With heavy firepower brought to bear, clan wars have brought about large-scale destruction of homes and farms, he adds.
"More often than not, the origin of a firefight on conflict-affected areas in Mindanao is due to rido," says Major Hermoso, a member of a government committee monitoring a two year-old truce between the government and the separatist Moro Islamic Liberation Front.
"Rido is undermining the gains of the ongoing talks," he adds referring to peace negotiations between President Gloria Arroyo's government and the MILF being held in Malaysia. The next round of talks is scheduled for late July.
crimes unsolved,
few go to jail
Hermoso says "people involved in clan wars seldom face prosecution in our justice system or end up in prison."
Among the Lanao Muslims, "recourse to formal law is deemed cowardice", says Monalinda Doro, of the Research Institute for Mindanao Culture at Xavier University in Cagayan de Oro city.

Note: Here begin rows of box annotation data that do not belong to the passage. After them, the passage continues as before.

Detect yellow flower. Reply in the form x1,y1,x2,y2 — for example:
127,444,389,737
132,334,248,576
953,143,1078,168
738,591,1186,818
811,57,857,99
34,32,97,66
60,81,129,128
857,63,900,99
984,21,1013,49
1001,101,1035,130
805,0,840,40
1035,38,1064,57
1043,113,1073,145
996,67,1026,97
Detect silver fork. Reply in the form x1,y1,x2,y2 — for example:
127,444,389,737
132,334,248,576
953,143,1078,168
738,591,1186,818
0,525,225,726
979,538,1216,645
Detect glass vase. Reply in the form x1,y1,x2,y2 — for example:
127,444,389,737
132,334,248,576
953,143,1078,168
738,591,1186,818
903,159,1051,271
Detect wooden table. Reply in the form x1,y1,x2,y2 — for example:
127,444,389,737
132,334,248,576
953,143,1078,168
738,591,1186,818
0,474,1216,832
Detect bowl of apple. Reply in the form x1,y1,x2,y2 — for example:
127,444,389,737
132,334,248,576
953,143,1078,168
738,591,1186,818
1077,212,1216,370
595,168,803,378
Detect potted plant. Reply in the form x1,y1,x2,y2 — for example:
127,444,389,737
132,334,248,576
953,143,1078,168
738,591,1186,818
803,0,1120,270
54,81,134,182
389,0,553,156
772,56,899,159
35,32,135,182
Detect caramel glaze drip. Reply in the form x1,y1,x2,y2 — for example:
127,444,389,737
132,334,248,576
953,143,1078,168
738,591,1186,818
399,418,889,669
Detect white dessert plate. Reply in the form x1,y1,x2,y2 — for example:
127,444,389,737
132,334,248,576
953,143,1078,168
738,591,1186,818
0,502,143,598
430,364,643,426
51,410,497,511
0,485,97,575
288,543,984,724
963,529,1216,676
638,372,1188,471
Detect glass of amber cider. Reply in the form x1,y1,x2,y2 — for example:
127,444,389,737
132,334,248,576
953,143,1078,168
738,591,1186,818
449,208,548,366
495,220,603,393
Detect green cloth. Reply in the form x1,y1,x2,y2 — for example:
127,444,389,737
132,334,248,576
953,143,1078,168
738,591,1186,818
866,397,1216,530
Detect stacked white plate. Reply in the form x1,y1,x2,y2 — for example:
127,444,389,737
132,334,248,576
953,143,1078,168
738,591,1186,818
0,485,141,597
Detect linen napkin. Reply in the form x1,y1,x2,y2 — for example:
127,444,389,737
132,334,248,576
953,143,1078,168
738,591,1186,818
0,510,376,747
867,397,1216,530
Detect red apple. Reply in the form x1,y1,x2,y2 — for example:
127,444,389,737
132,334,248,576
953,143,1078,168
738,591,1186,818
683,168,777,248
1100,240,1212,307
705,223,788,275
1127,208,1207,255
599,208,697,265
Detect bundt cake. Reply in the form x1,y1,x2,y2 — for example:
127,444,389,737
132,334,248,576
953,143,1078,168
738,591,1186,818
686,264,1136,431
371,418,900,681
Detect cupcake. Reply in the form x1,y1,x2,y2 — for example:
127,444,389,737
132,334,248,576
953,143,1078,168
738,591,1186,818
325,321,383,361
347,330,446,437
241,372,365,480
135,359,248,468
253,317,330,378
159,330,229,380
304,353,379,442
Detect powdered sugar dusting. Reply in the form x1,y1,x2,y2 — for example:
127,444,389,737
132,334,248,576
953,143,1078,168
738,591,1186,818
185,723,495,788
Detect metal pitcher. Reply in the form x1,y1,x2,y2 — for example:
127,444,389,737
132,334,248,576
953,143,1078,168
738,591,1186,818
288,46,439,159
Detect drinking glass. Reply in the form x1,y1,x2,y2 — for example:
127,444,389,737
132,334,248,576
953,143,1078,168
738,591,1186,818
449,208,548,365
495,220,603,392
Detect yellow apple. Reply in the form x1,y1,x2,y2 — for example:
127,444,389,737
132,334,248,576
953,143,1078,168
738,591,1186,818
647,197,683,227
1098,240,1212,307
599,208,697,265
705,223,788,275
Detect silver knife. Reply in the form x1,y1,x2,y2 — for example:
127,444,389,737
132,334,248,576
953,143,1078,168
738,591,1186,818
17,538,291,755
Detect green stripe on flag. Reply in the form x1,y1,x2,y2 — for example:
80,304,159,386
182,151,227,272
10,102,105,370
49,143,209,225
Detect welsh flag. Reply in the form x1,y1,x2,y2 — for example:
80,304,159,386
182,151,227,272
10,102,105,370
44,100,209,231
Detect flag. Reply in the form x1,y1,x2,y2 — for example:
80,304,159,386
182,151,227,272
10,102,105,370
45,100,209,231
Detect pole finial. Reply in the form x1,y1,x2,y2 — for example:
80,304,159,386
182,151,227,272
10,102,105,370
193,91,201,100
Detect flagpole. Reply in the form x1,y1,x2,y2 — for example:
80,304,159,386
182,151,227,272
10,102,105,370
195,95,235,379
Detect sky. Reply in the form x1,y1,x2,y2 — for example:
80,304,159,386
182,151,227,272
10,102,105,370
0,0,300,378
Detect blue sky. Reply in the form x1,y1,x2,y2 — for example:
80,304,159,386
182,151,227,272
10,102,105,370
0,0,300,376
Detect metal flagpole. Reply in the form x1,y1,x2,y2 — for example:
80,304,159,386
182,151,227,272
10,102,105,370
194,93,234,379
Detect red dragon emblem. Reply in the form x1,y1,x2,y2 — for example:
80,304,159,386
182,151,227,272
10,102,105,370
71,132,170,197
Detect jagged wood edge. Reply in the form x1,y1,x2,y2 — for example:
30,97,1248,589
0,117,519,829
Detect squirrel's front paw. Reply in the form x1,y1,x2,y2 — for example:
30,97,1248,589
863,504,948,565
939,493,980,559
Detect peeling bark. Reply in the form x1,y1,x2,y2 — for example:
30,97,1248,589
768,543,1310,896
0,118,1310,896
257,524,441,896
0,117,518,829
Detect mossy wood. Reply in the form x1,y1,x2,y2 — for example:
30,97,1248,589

In the case of Bula's nephew, he was sent to a guerrilla camp run by the MILF instead of a government jail. Even if a killer serves a prison term in a government jail, he is "liable for retaliation" once the sentence is served, says Doro.
Warring parties use third-party conciliators and pay blood money or indemnity to reach a settlement. Peace deals are sealed by both parties swearing over the Koran, the Muslim holy book, and the initial aggressor throws a feast to celebrate the end of hostilities.
Bula says his family's dispute was resolved after mediation by a neutral relative and deal was sealed with a thanksgiving feast. The kidnapped construction worker was ransomed and released unharmed.
Doro says warring families tend to base the terms of their settlement on assuaging injured pride, instead of making reparations for death or injury.
But settlements are not common. Of the 1,220 clan wars the studies documented, 60 percent remain unresolved -- meaning they could flare up again at any moment.